Ao analisar o caso, a juíza destacou que, embora o erro na digitação tenha sido do remetente, o beneficiário não poderia se manter com valor que sabia ser alheio.
A decisão frisou que, se alguém se enriquece sem justa causa às custas de outra pessoa, surge a obrigação de restituir o que foi recebido indevidamente.
Por que a recusa pode gerar dano moral
Nem todo engano em transferência de dinheiro resulta automaticamente em dano moral.
Os julgados recentes indicam que a indenização aparece quando a conduta do recebedor supera o mal-entendido e demonstra resistência injustificada diante de prova clara do erro.
No processo julgado em Mato Grosso, pesou o fato de o recebedor ter sido informado do depósito em duplicidade, ter ciência da origem do valor e, ainda assim, se negar a devolvê-lo.
O pagador precisou recorrer ao Judiciário para reaver quantia expressiva, cenário reconhecido como capaz de gerar abalo que ultrapassa mero aborrecimento.
Na notícia oficial sobre o acórdão, a relatora registrou que é “evidente o abalo moral decorrente da angústia e frustração diante da recusa indevida em devolver numerário de sua propriedade transferido por engano”.
Essa avaliação levou à fixação dos R$ 10 mil de indenização, considerada proporcional e com função pedagógica.
O que fazer ao perceber uma transferência feita por engano
Ao notar que um valor saiu da conta por engano, especialistas orientam agir com rapidez.
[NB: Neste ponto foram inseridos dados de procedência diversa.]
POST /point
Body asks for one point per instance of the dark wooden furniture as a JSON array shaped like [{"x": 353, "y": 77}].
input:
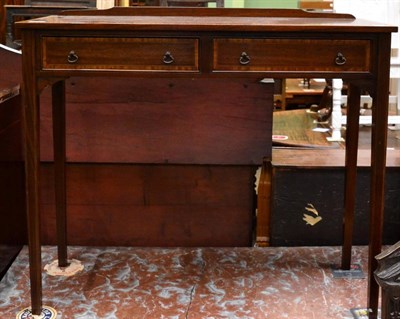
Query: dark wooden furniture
[
  {"x": 292, "y": 168},
  {"x": 191, "y": 3},
  {"x": 13, "y": 232},
  {"x": 206, "y": 44},
  {"x": 3, "y": 17},
  {"x": 34, "y": 9},
  {"x": 387, "y": 275}
]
O passo inicial é comunicar o banco e registrar formalmente o ocorrido, guardando protocolos, e-mails ou mensagens que comprovem o pedido.
Se a operação tiver sido feita via Pix e houver indícios de fraude ou falha operacional da instituição, o usuário pode solicitar o acionamento do MED, dentro do prazo previsto pelo Banco Central.
Em paralelo, é prudente armazenar comprovantes de transferência, extratos e registros de conversas com o recebedor.
Quando a solução extrajudicial não funciona e o recebedor mantém a recusa, esse histórico documental costuma ser decisivo em eventual ação judicial.